Among his other high-profile cases, Ruby also represented Michelle Douglas, a soldier dismissed from the military in 1989 for her sexual orientation. In 1992, shortly before her case was to go to trial, the military abandoned its policies banning LGBT Canadians from serving and settled the case.
In 2012, Ruby took on a conflict-of-interest case seeking to oust former Toronto mayor Rob Ford. A Superior Court justice ordered Ford removed before the decision was overturned at the Divisional Court.
In 2020, Ruby spoke to CBC News after Ontario's chief pathologist determined the cause of Soleiman Faqiri's death in an Ontario jail cell in 2016. To date, no guards have been charged in the case.
"It's a failure of justice. And the attorney general and the solicitor general have a responsibility to correct it," Ruby told CBC News.
A lawsuit filed by the family against the province and seven individual jail staff members remains before the courts.
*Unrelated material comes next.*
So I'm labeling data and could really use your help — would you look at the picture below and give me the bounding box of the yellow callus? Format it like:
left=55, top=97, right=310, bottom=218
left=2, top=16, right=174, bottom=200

Ruby was also a member of the patron's council for the medically assisted death advocacy organization Dying with Dignity.
One of his most notable cases was in 1994, when represented former NDP MP Svend Robinson, who was present at what was then the unlawful medically assisted death of Sue Rodriguez. Ultimately, Robinson was not charged.
In a tweet Wednesday, Robinson said he was "heartbroken" at the news of Ruby's death.
"Giant in the legal profession, pillar of the progressive community, and a fine and decent man, a mensch," he wrote.
Ruby leaves behind his wife, Superior Court judge Harriet Sachs, as well as two children and two grandchildren.